I have a book that shows just imaginative such torturers could get. It is from the1840’s and is filled with illustrations of famous or infamous characters... It has the tale of Ravaillac, the Lee Harvey Oswald of the 17th century. Ravaillac is described as a fanatic, who went t out one day and killed the rather popular King Henry IV of France. For this crime he was put to death in a gruesome public spectacle lovingly illustrated in an engraving.  It is also described in lurid detail how:  they burned the hand that had wielded the knife, tore at his flesh with red hot pincers, pouring boiling oil and resin into his wounds, then introduced hot lead into his bowels by means of his navel (ouch) and finally he was torn apart by having four horses chained to his limbs.

Yay! While not as violent as hockey it still sounds like a crowd riveting time!
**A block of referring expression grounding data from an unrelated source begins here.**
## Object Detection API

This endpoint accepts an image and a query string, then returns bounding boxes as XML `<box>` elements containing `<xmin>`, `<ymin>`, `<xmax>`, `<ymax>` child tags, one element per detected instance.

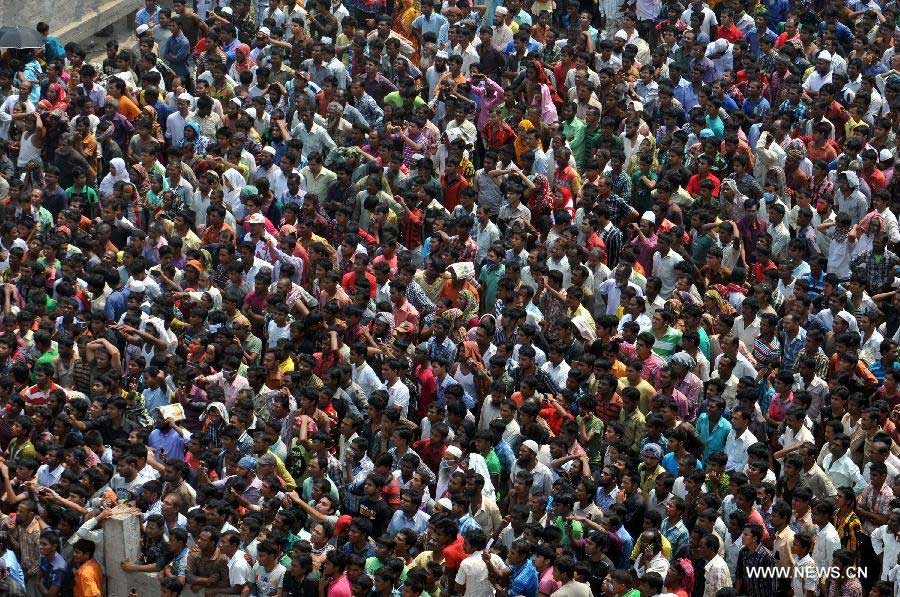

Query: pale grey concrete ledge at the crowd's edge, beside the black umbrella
<box><xmin>0</xmin><ymin>0</ymin><xmax>144</xmax><ymax>45</ymax></box>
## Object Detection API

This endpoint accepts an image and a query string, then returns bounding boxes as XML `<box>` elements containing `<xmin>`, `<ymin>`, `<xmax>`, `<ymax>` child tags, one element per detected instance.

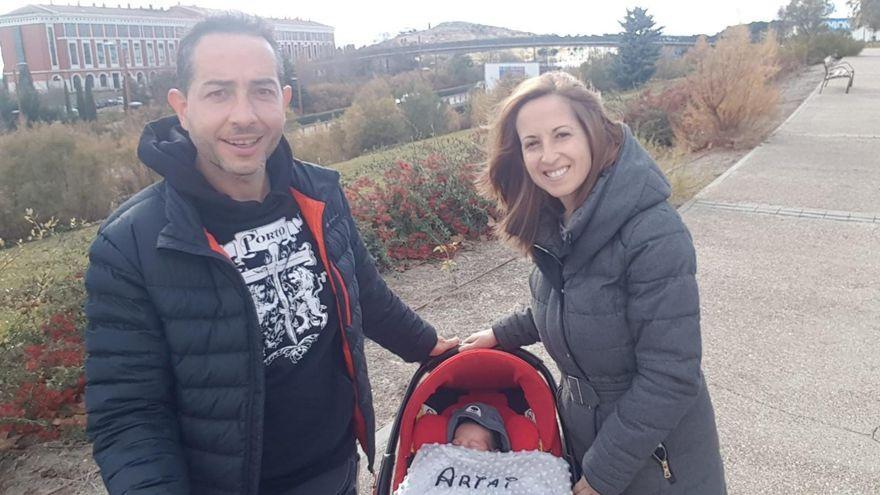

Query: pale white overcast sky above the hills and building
<box><xmin>0</xmin><ymin>0</ymin><xmax>849</xmax><ymax>70</ymax></box>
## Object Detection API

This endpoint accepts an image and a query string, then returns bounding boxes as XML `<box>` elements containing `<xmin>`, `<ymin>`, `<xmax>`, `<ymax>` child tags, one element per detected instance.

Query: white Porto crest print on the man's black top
<box><xmin>223</xmin><ymin>215</ymin><xmax>327</xmax><ymax>366</ymax></box>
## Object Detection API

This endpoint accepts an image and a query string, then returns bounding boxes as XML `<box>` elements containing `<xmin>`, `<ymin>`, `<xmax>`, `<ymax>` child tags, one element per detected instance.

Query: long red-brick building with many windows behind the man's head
<box><xmin>0</xmin><ymin>5</ymin><xmax>336</xmax><ymax>91</ymax></box>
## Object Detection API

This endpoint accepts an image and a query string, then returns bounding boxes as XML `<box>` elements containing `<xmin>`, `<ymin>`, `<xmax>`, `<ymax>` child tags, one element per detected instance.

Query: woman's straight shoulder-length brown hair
<box><xmin>479</xmin><ymin>72</ymin><xmax>623</xmax><ymax>254</ymax></box>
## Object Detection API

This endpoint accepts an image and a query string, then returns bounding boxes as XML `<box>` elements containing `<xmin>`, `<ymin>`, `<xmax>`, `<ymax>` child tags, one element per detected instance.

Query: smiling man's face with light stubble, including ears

Recipe for 6 marshmallowy peeps:

4 Tablespoons of pesto
4-5 Vine ripened tomatoes
8 oz of fresh mozzarella
30-40 basil leaves torn
Crust for a one crust pie

How you do this? I tell you now:

Preheat the oven to 400 degrees. Grease a 9 inch pie or flan pan, line with the pastry and trim away any excess. Prick the bottom of the pastry all over with a fork, cover with a sheet of parchment or greaseproof paper and fill with dried peas or baking beans. Bake for 10-15 minutes. Then remove from oven and turn oven down to 375 degrees. While the shell is baking slice the tomatoes into rather ½ inch thick slices. Slice the mozzarella into slightly thinner slices. Spread the warm pie shell with pesto, and then make a ring of alternating tomato and mozzarella, tucking one or two pieces of basil under each tomato slice.  Continue making rings until the bottom of the shell is covered with tomato, cheese and basil. Bake at 375 for 15-20 minutes until cheese is bubbly and slightly browned.